岩洞外的风裹着血腥味灌进来,吹得篝火“噼啪”作响。
云昭用涅盘真火烘干了被煞气浸透的衣角,左臂上那道被影魔卫弯刀划破的伤口还在隐隐作痛——亏得她反应快,以血为引逼退了那魔物,否则此刻怕是已中了阴毒。萧砚坐在对面,正用布条缠紧左臂的旧伤,动作熟练得让人心疼,灰色护甲上的血迹已凝成暗痂,像干涸的泪痕。
“喝口药。”他把一只青瓷小瓶推过来,瓶里是刚用“莲芯化煞丸”化开的药汤,泛着淡金色的光。
云昭接过,仰头灌下。药力顺着喉咙滑进胃里,温润的暖意散开,驱散了些许寒意。她这才注意到萧砚的脸色比白天更白,额角还挂着细密的冷汗,显然刚才分心护她,伤势又加重了。
“你先睡。”她把小瓶塞回他手里,从储物袋摸出最后半块“聚灵玉”,放在他掌心,“我守着。”
萧砚没接,赤金色的眼眸在火光下亮得惊人:“你刚被幻阵冲击,心神不稳,我来守。”他指了指洞口,“小羽在岩缝里睡了,有动静它会叫。”
云昭拗不过他,只好背靠冰冷的岩壁坐下,将“炎煌”剑横在膝上——虽知萧砚剑意能护住她,但握着剑,心里总踏实些。小羽从她肩头跳下,蜷在篝火旁,纯白的羽毛被火光镀上一层暖边,赤金眸半眯着,像只慵懒的猫。
岩洞外,血色峡谷的夜比白天更瘆人。煞气在黑暗中凝成实质的雾,贴着地面游走,偶尔传来几声怨灵的呜咽,像谁在哭。但洞内有篝火和萧砚的剑意,倒也算安稳。
云昭打了个哈欠,眼皮越来越沉。白天的战斗、破阵、与影魔卫的厮杀,耗尽了她最后的气力。她强撑着眼皮,看萧砚闭目调息,呼吸渐趋平稳,才敢放任自己沉入黑暗。
这一睡,却没那么安稳。
她感觉自己像一片羽毛,被无形的手托着,飘向一个既熟悉又陌生的地方。
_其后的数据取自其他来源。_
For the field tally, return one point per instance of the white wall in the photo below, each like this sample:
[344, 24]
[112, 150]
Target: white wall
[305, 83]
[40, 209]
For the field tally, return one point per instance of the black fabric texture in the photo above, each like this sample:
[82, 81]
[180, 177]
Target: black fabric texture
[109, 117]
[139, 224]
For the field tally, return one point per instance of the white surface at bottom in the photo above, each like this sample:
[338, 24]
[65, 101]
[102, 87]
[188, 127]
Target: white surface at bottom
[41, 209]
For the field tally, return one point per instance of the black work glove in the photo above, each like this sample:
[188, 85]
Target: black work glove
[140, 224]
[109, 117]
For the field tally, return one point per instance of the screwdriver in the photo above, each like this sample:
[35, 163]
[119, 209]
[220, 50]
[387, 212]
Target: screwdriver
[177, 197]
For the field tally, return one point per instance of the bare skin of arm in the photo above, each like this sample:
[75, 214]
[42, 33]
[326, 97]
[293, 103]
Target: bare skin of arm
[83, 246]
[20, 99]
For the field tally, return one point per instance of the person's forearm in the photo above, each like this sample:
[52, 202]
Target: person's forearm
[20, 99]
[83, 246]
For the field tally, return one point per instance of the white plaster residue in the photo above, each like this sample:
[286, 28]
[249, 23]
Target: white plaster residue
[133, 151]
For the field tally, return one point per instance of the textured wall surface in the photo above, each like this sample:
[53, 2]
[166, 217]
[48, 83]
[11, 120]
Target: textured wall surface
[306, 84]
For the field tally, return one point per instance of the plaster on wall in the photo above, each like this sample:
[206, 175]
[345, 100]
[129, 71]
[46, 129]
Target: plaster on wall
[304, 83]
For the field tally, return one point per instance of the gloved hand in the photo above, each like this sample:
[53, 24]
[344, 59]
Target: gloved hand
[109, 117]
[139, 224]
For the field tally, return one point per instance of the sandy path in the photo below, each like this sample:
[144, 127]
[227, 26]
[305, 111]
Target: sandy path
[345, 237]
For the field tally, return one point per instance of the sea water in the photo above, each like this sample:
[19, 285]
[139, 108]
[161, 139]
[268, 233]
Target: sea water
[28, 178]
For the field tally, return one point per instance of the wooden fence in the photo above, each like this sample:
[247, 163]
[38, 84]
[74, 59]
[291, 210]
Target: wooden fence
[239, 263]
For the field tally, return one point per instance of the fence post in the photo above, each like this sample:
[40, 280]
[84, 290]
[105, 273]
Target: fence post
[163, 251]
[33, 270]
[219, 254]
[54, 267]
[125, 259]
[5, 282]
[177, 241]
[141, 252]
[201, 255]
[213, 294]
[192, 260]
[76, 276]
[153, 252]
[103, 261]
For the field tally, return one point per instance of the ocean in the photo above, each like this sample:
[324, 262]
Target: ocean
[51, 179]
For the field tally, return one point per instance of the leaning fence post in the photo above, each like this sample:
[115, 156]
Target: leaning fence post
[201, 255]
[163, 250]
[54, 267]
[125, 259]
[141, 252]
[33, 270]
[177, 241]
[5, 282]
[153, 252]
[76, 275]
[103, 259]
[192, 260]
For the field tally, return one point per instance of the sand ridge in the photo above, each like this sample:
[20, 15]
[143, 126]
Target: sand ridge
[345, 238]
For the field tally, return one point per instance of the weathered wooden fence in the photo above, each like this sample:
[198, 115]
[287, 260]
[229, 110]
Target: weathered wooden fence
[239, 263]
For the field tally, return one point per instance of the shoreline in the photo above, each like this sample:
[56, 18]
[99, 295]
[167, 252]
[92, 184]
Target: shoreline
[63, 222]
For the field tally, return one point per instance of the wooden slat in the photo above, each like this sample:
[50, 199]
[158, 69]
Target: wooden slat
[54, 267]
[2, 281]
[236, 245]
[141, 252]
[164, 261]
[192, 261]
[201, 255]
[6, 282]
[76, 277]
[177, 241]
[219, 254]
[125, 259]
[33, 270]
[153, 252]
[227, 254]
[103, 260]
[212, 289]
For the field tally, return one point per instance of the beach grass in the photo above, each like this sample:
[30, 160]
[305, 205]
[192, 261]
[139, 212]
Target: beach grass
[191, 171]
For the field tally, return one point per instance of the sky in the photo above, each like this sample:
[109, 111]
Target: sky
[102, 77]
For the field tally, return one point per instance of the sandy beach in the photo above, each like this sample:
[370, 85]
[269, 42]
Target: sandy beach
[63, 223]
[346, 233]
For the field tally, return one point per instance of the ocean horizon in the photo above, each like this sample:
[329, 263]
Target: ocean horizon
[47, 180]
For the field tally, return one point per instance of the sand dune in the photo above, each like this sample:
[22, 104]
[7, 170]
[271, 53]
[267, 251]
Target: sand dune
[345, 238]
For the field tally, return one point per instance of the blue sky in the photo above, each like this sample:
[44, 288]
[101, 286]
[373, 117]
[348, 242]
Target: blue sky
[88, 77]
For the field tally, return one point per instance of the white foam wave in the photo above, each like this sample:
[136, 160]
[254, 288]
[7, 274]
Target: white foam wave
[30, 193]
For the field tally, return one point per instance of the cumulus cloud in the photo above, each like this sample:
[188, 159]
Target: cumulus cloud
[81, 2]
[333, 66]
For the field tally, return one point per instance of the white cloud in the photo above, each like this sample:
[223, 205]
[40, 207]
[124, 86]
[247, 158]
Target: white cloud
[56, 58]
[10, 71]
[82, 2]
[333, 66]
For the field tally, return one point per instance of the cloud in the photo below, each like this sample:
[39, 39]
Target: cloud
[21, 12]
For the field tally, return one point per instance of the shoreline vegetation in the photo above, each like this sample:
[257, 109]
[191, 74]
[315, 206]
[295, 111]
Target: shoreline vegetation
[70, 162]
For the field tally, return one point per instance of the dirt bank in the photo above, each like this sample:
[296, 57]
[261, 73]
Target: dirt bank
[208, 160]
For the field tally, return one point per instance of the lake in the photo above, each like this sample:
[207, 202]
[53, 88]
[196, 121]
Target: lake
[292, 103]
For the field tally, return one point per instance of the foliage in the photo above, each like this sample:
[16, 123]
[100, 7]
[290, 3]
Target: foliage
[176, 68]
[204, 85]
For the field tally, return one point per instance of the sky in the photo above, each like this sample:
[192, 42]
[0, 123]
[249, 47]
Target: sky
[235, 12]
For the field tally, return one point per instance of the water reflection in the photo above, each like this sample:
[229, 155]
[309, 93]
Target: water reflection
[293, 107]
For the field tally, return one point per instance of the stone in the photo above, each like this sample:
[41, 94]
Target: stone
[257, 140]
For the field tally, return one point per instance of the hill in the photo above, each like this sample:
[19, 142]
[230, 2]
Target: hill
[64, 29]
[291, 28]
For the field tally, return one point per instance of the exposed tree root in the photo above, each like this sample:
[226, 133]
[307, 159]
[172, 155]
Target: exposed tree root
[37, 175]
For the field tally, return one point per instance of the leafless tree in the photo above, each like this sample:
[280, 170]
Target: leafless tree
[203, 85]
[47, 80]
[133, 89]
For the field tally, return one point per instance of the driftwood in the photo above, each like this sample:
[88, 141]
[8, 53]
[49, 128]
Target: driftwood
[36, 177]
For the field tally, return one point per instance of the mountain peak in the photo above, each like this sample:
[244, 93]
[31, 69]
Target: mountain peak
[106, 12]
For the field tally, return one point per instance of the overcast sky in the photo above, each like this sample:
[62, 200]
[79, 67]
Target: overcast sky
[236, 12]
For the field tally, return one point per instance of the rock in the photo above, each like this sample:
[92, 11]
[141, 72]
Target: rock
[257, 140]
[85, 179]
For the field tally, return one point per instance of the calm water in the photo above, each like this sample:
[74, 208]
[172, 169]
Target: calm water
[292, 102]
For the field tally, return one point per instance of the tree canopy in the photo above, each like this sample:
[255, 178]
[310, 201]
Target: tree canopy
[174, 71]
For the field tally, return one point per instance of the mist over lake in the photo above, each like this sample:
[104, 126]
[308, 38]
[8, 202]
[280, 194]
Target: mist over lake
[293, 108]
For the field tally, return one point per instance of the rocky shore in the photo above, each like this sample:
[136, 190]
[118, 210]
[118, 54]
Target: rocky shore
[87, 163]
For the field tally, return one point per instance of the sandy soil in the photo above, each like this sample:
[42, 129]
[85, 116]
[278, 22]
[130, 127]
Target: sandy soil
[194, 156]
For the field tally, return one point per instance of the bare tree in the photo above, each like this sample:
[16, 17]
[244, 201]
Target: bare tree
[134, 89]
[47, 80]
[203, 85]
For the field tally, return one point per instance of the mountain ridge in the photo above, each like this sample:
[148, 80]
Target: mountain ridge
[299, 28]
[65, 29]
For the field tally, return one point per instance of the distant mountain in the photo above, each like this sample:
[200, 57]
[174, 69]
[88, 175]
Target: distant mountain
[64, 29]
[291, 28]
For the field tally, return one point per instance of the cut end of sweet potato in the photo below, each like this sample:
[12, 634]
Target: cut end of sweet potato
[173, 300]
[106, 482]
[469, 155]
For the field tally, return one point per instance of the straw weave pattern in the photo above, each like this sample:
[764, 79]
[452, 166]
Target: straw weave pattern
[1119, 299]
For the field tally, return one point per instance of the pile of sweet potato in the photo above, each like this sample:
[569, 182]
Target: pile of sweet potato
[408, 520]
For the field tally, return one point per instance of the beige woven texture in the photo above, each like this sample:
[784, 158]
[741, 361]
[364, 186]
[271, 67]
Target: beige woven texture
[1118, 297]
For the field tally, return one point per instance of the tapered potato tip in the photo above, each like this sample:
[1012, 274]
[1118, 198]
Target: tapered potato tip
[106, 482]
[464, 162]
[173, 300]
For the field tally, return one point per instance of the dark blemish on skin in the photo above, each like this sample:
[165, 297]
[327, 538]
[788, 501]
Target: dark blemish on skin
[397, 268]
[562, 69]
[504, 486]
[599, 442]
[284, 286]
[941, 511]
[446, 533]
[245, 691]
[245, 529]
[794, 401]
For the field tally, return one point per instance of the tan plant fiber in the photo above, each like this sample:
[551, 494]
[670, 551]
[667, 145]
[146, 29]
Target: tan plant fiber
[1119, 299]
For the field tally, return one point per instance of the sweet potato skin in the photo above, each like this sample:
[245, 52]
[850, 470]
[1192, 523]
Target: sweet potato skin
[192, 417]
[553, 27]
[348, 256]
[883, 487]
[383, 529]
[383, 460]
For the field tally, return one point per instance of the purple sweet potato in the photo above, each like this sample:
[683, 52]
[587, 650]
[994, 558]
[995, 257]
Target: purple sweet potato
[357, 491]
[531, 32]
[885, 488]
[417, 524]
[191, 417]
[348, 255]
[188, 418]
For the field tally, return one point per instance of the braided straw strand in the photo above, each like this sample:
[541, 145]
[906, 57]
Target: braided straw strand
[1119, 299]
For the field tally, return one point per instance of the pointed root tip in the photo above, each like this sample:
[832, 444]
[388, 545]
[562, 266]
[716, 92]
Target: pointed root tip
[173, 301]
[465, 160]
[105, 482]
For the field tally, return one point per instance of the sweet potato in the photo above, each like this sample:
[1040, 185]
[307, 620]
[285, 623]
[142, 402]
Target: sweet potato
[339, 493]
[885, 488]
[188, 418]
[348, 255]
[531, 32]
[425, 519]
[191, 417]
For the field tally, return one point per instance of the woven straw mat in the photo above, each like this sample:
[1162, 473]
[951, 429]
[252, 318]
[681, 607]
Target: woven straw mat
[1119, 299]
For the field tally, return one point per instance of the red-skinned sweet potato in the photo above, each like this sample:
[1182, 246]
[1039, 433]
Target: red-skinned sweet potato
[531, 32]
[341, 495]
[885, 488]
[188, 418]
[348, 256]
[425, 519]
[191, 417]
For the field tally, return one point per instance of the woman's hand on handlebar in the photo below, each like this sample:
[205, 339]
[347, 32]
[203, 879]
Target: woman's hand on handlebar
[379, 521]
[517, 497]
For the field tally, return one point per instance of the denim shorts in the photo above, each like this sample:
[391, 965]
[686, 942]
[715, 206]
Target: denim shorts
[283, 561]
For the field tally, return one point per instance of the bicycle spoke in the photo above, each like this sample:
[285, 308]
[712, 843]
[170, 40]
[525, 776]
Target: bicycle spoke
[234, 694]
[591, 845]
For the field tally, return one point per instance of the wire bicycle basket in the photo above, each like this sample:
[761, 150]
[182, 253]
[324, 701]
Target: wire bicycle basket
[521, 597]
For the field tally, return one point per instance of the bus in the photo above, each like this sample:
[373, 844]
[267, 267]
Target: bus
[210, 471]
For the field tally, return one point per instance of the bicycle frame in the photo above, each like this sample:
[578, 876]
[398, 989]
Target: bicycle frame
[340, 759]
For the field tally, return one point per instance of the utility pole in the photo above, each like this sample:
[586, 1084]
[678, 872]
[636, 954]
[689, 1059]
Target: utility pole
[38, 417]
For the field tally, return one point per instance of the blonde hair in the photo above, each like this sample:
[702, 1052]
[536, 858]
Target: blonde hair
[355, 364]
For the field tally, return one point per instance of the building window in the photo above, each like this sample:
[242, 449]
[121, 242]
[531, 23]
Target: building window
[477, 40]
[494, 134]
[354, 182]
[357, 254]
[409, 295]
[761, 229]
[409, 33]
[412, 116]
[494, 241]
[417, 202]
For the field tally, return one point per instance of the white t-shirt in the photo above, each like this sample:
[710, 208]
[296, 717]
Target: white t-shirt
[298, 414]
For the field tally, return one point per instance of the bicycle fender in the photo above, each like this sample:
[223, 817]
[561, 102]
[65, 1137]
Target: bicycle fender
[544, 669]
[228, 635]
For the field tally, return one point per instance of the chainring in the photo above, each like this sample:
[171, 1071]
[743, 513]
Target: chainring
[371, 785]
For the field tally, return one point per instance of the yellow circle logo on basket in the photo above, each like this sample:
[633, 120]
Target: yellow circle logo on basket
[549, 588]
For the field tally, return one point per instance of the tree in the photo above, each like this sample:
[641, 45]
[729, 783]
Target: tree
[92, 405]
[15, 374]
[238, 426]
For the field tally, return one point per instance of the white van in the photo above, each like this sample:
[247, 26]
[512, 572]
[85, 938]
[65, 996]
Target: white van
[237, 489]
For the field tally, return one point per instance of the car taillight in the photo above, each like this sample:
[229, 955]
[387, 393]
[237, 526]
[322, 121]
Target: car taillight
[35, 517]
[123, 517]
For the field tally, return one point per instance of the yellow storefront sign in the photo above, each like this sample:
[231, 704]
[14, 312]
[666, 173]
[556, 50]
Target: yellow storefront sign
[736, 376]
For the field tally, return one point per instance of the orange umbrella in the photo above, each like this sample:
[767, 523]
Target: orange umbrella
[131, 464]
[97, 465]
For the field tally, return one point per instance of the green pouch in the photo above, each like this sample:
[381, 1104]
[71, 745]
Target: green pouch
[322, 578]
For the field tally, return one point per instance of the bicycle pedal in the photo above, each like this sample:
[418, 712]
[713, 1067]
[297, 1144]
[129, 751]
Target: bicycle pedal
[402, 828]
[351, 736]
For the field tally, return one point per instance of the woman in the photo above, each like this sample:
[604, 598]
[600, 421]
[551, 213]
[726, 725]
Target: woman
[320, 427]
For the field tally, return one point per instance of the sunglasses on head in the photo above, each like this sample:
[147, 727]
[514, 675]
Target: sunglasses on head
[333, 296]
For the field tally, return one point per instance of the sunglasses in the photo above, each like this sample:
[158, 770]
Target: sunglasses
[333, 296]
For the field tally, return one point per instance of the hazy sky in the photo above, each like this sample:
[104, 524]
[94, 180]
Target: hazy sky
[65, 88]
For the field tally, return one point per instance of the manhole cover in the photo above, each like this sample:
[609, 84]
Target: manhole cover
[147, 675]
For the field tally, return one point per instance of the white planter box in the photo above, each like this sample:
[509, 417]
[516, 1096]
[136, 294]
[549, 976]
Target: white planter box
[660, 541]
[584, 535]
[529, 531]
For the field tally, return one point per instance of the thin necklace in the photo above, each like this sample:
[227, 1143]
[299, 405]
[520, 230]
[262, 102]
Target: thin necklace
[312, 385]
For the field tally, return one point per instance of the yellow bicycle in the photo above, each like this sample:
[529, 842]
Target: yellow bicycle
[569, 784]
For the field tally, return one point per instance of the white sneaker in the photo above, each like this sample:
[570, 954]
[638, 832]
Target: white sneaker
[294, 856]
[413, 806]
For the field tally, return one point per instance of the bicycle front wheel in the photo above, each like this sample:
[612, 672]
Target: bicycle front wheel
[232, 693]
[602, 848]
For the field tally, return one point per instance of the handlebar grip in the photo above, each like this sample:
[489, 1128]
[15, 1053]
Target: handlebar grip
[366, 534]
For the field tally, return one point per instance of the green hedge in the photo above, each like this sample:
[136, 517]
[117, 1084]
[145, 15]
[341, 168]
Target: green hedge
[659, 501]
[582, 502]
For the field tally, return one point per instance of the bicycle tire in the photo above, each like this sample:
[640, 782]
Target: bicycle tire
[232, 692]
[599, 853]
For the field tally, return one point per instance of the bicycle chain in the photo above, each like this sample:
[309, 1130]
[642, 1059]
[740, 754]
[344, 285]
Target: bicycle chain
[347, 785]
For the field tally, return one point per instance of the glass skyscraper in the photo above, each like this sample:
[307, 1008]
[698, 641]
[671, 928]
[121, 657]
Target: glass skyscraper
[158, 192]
周围不再是血色峡谷的阴冷,而是暖融融的、带着淡淡檀香的风,吹得她发丝轻扬。
“这是……哪里?”她喃喃自语,发现自己竟穿着一身月白色的广袖长裙,裙摆绣着精致的凤凰纹,赤着脚踩在温润的玉石地面上,不冷也不硌脚。
抬眼望去,她彻底怔住了。
眼前是一座金碧辉煌的宫殿,飞檐翘角,雕梁画栋,每一根廊柱都盘绕着栩栩如生的金龙,琉璃瓦在阳光下折射出七彩光晕,比离火宗主峰的“离火宫”还要宏伟十倍。宫殿前的广场上,种满了赤金色的梧桐树,树叶沙沙作响,落英缤纷,铺成一条金色的地毯,一直延伸到宫殿大门。
“九宫界……”一个名字脱口而出,带着连她自己都未察觉的颤音。
这地方,她从未见过,却像刻在灵魂深处,每个角落都透着归属感,仿佛本就该在这里长大。
“阿霓,发什么呆呢?父皇和母后在正殿等你。”
一个清朗温润的男声从身后传来,带着笑意。
云昭猛地回头。
月光下,一名身着玄色锦袍的男子正含笑看着她。他身姿挺拔,剑眉星目,鼻梁高挺,薄唇噙着一抹温柔的弧度,尤其那双眼眸,像盛着星河的寒潭,亮得让人移不开眼。他手中折着一枝赤金梧桐,花瓣上还沾着露珠,递到她面前时,指尖不小心碰到她的手背,温热的触感让她心头一跳。
“阿煜?”她听见自己轻声唤道,声音里带着连自己都陌生的依赖与欢喜。
男子闻言,笑意更深:“怎么,才半年没见,就不认识我了?”他走近几步,自然而然地牵起她的手,掌心的温度透过薄薄的衣袖传来,“不是说好了,等我处理完北境魔患,就来陪你看九宫界的雪?”
九宫界的雪?云昭脑中一片空白,却下意识地点了点头,任由他牵着自己往宫殿大门走去。
穿过雕花大门,正殿内灯火通明。高高的穹顶上绘着日月星辰,四壁挂着历代九宫界君主的画像,正中央的九龙宝座上,坐着一对雍容华贵的男女,正是九宫界的帝后。帝后见到他们,脸上露出慈爱的笑容,招手道:“阿霓,阿煜,过来用膳。”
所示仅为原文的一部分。